Just as an exercise, I played with this one a little bit. Photoshop lacked some of the tools I wanted to use, so I did this in the feature film compositing program Nuke. Unfortunately, that means that the source file is worthless to most anyone else, but somebody else might at least find this image useful.
For the sake of explaining what I did, in case anyone wants to know: I dilated all of the channels by 4.5 pixels, then reversed the dilation. That gave me soemthing pretty close to the original shape of the landforms but without the high-frequency detail from the repeating textures. Then I ran a color key on the blue channel to isolate the water. I inverted the resulting key (making the water dark) and played with the levels to get the water black, the reefs just a little bit brighter, and everything else a little darker than middle grey.
I ran another color key on the red channel to isolate the mountains. I then ran my dilate filter at -3 and again at 9.5 to remove most of the remaining texture in the mountains and pop the big peaks out a little higher. That was mostly undone, though, when I did the blurring a little later. But first I used a levels control to set the mountains to the brightness I wanted. Then a large blur of 19 pixels and a huge Gaussian erode at 120 pixels.

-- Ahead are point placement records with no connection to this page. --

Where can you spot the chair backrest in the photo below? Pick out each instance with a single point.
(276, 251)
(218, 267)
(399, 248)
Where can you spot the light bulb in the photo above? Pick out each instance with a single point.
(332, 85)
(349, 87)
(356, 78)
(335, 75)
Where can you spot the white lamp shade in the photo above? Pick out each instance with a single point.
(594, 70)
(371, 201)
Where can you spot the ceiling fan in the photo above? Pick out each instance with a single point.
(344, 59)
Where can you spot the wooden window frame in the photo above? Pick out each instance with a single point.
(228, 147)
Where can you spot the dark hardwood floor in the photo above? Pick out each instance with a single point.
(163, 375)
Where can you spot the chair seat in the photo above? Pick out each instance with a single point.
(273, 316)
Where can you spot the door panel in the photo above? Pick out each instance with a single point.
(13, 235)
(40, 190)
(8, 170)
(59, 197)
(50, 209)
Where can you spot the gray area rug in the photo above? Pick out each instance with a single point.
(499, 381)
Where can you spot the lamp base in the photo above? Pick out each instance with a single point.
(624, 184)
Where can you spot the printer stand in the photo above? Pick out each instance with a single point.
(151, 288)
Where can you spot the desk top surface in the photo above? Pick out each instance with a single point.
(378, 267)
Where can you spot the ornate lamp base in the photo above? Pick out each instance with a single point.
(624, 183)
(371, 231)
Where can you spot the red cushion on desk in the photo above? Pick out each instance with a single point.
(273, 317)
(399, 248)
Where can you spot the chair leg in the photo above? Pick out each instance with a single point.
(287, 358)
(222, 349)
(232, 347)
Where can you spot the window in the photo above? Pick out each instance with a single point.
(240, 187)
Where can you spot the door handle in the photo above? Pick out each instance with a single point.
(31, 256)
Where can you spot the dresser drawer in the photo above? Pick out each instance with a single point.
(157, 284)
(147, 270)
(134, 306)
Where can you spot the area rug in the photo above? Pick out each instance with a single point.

I then shuffled the alpha channels for each branch into the color channels (turning the transparency into grayscale layers), and I merged them with a maximum blend mode. I suppose the Photoshop equivalent would be "lighter color."
I think if I were going to continue working on this image, I'd find some real-world heightmaps at an appropriate scale to overlay on the image.
The end result isn't super-accurate, but it didn't take long, and some painting would probably get it the rest of the way there.